A LITTLE VIBRATION IS ENOUGH
Many devices can be used for this purpose, from headphones that are absolutely invisible from the outside to instruments that vibrate so light that only the person wearing them can feel it. Some are so small that they can be easily stored in shoes. If an assistant is added next to such a device that will watch the match live and transmit it to the next player using the chess engine, everyone can play for the championship.
It is very difficult to prove that a grandmaster cheated on board games, except when authorities caught the player red-handed or in the toilet. A significant part of the matches are won or lost with vague combinations that fall in the middle of the match and change the balance.
What this means in practice is that the cheating player only needs support for a few critical moves.

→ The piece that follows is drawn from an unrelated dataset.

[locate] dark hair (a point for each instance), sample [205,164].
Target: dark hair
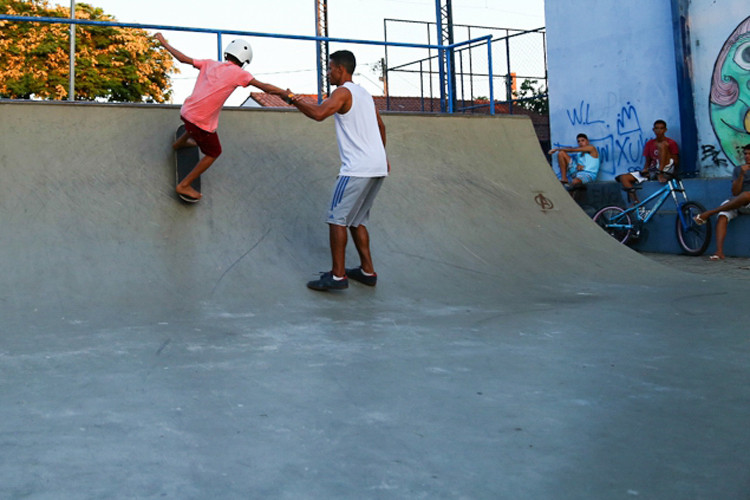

A very faint vibration sends the message “Play your knight, not your pawn” to the player. Since the person in question is a grandmaster, he can easily understand why he needs to make that move as soon as he understands which piece the chess engine is pointing to. All that is required at that point is to take the horse and move it to one of the black or white squares.
We have listed above the security measures taken by the Sinquefield Cup officials after Carlsen’s withdrawal. However, prominent figures in the chess community are demanding to go a step further, applying longer delays in broadcasts and tighter controls on players. Russian grandmaster Ian Nepomniachtchi’s joking offer to “play naked in the dressing room” also points to this. Although it is a joke, these words of Nepomniachtchi clearly show how extreme measures should be taken if even the possibility of cheating is to be eliminated.